His foot was in the passage when Maple suddenly said:
"Oh, I had forgotten something I wanted to say to you, Mr. Gold. Do you know a Mr Cornelius Helder?"
"Yes," said Gold, considerably interested.
"I thought you would, he's a compatriot of yours," said Maple, and then half to himself, "I must have met him somewhere."
"He's a very well-known man," said Gold.
"My niece has had an offer from him," Maple went on.
"An offer? Indeed, what kind of an offer?"
"A secretaryship," said Maple
Gold frowned. It was an involuntary frown, but both the girl and her uncle detected it. Maple's hand went to his mouth with the nervous gesture with is the unlovely characteristic of the drunkard.
"Isn't he all right?" asked Maple anxiously: "he has offered her a very good salary."
"How did he come to know that she wanted that position?" asked Gold.
Maple pulled up the chair. The old weariness was asserting itself again. Every word was an effort.
"Sit down for a moment, won't you, and I'll tell you. It's rather a curious string of coincidences. My niece was secretary to old Lord Dellborough, who, you know, died the other day, and she did not intend taking another post because I earn quite enough to render any effort on her part unnecessary. But last week she had a letter from an agency, although Verity has never put her name on their books, saying that the post was going."

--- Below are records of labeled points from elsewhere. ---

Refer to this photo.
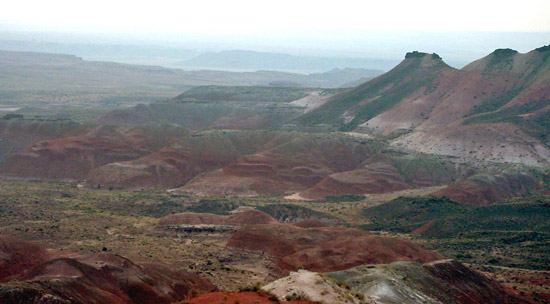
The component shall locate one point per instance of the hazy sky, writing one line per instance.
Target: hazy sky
(254, 16)
(460, 31)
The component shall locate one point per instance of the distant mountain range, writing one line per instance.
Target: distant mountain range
(251, 60)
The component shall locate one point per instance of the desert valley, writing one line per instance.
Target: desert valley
(424, 184)
(288, 152)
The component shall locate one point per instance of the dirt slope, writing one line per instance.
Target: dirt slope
(97, 278)
(74, 156)
(176, 164)
(288, 164)
(444, 281)
(325, 248)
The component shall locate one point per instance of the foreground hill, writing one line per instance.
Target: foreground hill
(95, 278)
(494, 109)
(444, 281)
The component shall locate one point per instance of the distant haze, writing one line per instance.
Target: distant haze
(383, 30)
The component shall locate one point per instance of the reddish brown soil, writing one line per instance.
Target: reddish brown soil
(378, 177)
(241, 298)
(290, 165)
(489, 189)
(326, 248)
(176, 164)
(310, 223)
(96, 278)
(17, 256)
(73, 157)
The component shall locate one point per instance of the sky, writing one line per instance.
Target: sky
(253, 17)
(460, 31)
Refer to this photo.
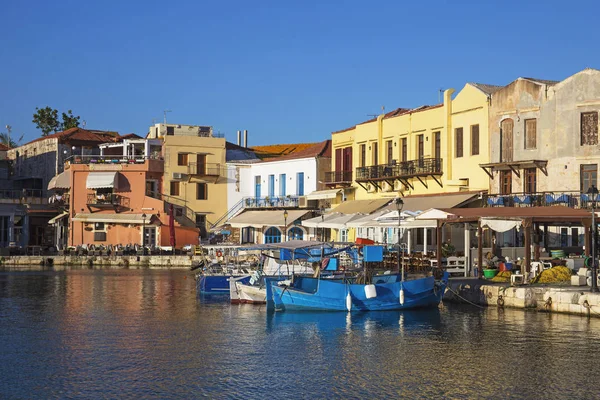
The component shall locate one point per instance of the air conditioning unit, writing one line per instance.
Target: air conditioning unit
(302, 201)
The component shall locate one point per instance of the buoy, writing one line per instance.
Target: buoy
(349, 302)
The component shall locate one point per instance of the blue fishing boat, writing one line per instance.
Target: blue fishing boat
(388, 293)
(367, 293)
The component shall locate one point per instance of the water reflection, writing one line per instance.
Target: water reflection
(144, 333)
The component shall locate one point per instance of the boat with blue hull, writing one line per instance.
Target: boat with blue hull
(387, 292)
(217, 284)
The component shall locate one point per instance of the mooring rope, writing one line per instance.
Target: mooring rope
(460, 297)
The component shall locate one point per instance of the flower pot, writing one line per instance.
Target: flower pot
(489, 273)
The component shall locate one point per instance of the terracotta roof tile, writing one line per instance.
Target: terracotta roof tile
(81, 135)
(322, 149)
(279, 150)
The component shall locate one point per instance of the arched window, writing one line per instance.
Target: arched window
(295, 233)
(273, 235)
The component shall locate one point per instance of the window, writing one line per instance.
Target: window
(530, 180)
(182, 158)
(282, 178)
(271, 188)
(589, 128)
(505, 182)
(248, 235)
(588, 176)
(295, 233)
(363, 155)
(300, 183)
(273, 235)
(475, 140)
(201, 191)
(343, 235)
(530, 133)
(174, 188)
(390, 151)
(459, 142)
(564, 237)
(375, 153)
(437, 149)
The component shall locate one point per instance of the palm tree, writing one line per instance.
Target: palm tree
(7, 140)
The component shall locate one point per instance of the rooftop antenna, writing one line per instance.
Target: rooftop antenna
(165, 113)
(8, 129)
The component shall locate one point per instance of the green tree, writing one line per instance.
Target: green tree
(7, 140)
(69, 121)
(46, 120)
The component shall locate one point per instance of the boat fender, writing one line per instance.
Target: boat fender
(370, 291)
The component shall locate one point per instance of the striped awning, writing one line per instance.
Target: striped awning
(60, 181)
(114, 218)
(102, 180)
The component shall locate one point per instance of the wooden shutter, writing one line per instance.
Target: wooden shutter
(475, 140)
(589, 128)
(530, 133)
(506, 137)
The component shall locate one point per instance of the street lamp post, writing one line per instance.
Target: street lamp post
(322, 212)
(399, 205)
(285, 214)
(593, 192)
(144, 234)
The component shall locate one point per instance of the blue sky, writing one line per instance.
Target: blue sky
(288, 71)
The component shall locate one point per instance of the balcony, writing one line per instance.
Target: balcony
(206, 170)
(271, 202)
(338, 178)
(403, 171)
(539, 199)
(22, 196)
(107, 201)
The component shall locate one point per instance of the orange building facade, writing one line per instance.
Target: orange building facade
(116, 201)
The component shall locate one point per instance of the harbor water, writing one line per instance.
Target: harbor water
(146, 334)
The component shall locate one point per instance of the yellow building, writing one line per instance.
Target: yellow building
(194, 175)
(417, 153)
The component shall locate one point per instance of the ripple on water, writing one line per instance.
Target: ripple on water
(145, 334)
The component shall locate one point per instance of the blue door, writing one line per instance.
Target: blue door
(300, 184)
(257, 186)
(282, 185)
(271, 186)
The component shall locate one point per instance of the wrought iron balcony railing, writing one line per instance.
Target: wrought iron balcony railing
(268, 202)
(207, 169)
(571, 199)
(338, 177)
(107, 200)
(404, 169)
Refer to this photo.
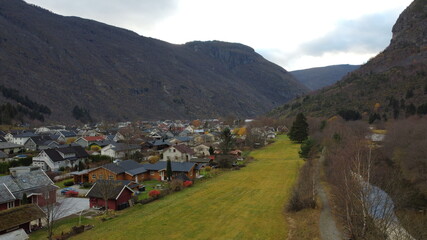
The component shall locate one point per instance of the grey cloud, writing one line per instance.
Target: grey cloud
(143, 13)
(367, 34)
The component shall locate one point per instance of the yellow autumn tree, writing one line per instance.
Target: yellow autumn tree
(242, 131)
(377, 107)
(196, 123)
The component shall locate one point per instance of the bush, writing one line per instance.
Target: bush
(175, 185)
(154, 193)
(87, 185)
(69, 183)
(188, 183)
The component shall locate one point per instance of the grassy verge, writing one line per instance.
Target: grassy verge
(149, 185)
(243, 204)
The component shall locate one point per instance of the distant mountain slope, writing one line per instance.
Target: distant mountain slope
(393, 84)
(63, 62)
(319, 77)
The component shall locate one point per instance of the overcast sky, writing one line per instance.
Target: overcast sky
(294, 34)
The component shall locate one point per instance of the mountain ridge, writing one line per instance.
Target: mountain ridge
(116, 74)
(319, 77)
(393, 84)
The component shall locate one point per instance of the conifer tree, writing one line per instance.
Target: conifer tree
(169, 169)
(299, 129)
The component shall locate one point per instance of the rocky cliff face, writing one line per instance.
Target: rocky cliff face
(396, 78)
(116, 74)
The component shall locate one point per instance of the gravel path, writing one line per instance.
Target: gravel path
(328, 228)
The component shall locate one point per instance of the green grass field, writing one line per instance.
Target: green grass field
(243, 204)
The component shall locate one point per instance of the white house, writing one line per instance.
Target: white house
(54, 159)
(201, 150)
(120, 150)
(178, 153)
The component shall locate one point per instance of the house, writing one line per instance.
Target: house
(118, 194)
(21, 138)
(201, 150)
(178, 153)
(64, 136)
(3, 156)
(122, 170)
(11, 148)
(157, 144)
(26, 182)
(81, 176)
(39, 143)
(54, 159)
(22, 217)
(157, 171)
(120, 150)
(86, 141)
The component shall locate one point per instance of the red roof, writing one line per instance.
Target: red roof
(94, 138)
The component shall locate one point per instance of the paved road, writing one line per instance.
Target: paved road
(327, 225)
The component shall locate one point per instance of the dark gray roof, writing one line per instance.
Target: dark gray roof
(6, 145)
(40, 140)
(114, 188)
(176, 166)
(30, 182)
(160, 142)
(55, 155)
(200, 160)
(124, 147)
(136, 171)
(5, 194)
(68, 133)
(25, 134)
(129, 166)
(3, 155)
(17, 216)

"I fail to see the coincidence," said Gold dryly.
"Well, was it not rather a coincidence that at the moment she dropped out of a billet she should have one offered her from an agency she had never heard of, to act as secretary to a man who is, I believe I may say, a friend of yours?"
Now Mr Wentworth Gold had no faith whatever in that eccentric individual, the Angel of the Odd. He made no allowance for coincidence, especially when he could discern without any great mental effort the manner in which such a coincidence could be made possible.
He looked at the girl; perhaps it would be known in certain circles who Lord Dellborough's secretary had been. There would be no difficulty in giving a commission to an agency to approach her. She was beautiful, he thought. Helder had a reputation in London amongst the people who spoke of such things behind their hands in the smoking-rooms. That was one explanation.
He thought of another almost immediately; and it struck him as being the more likely of the two.
He studied her keenly; for a moment noted the clear depths of her eyes and the firm line of her beautifully moulded chin.
"She has character," he thought; "Helder's secretary—who knew?"
"I should advise you to take the post," he said. He took a note-book from his pocket and scribbled something on a card.
"That's my telephone number. There is always somebody to answer it, day and night," he said to the girl as he handed her the little pasteboard. "You had better not tell Helder that you know me—and you had better tell me when you know Helder."
With which cryptic utterance he left them.